Space-lounge from outerworld regions of blips and bleeps collides with nostalgic IDM melodies and welded funk breakbeats. Alien funk hypocrisy... If Burnt Friedman and the Nu Dub Playerstook over the Star Wars cantina...The cover art depicts the otherworldly scenario with cartoonish aplomb: two aliens—including one with multiple eyes and mouths—sit drinking beer on a lunarscape beneath an orange sky reminiscent of '60s Star Trek episodes. Perhaps we could say that this is spaced-out electronic music made for Holodeck fantasies involving a shapeshifter, Uhura and Captain Kirk with his shirt ripped off...make-out music for Martians...Kiss me, Kate76#4...


The delimitation of this kind of sappy-sing-song Warp-influenced IDM with deep basslines and DCO squelches is its construction of the Kitsch Factor. Is it Kitsch, i.e. "pretentious art in really bad taste," or is it a mocked form of its own weirdness that moves the whole cosmic caper into Sun Ra territory? Is Space the Place or is Moonbuggy flipping along on N02 tanks, careening off crater curves minus braincells? Is this review Kitsch by a kind of perverse and obscure necessity of mirroring such space odyssey weirdness? As Ben Nevile would say, this is music for the weird table...


Musical visits from the Forbidden Planet...While Karsten Genz and Mario Mensch compose a detailed soundtrack to this far out journey, the question must be asked if the space explored through this entire mode of music can offer the ears a qualitative sonic experience in an era already dominated by an overabundance of Warp clones, electro-synth-hop and boingy-lounge electronics. Fuck, we can ask this of anything, of course, so the whole thought is a little ridiculous. Thus it boils down to how the whole operation unfolds in the ears and the body, and in answering this prime directive, Moonbuggy both suceeds and fails—perhaps offering their own curious interpretation that furthers its mission directives, although not in quite the manner headquarters intended.

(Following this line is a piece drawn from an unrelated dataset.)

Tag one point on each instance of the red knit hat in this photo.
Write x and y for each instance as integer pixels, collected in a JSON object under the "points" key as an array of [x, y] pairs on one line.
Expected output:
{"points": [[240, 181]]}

The first full track, "tropica," captures this momentum through its mix of dramatic show-theme refrains and heavy-metal style synth chords—a darker Plaid gearing up for battle with a vocoded circuitry in tow echoing downtempo and lounge sentiments. Like the way Pantone colours have returned to the forefront of advertising and design, we are swept back to that "second room" eliminated from the final cut of classic '60s freak-in starring the schizophrenic Peter Sellers—The Party...dressed to kill in what those black porters really got up to after hotboxing the closet.. A few of the later tracks, despite incorporating microsound bleeps and bubbling swamp rhythms, verge upon ringing up similar structurations of the source. Bright Pantone colours get tiring on the eyes. Much like pop music, lounged-out IDM with a kick of 4/4 and electro often relies upon a limited selection of harmonic chords to construct what is at times closer to a twisted resident soundtrack of the Milkbar in A Clockwork Orange than the stuttered breaks and beats of—to use the counterpoint again—a Plaid. The former is where we find Moonbuggy, and insofar as the Brothers Silly ingest a mad quantity of reserved Mendoz blotters—and as the Las Vegas counter-drug expert would say—it's as if we scouted a flashback reminding us that on Venus, sex, drugs and electronic rock 'n' roll is "...one hell of a trip!"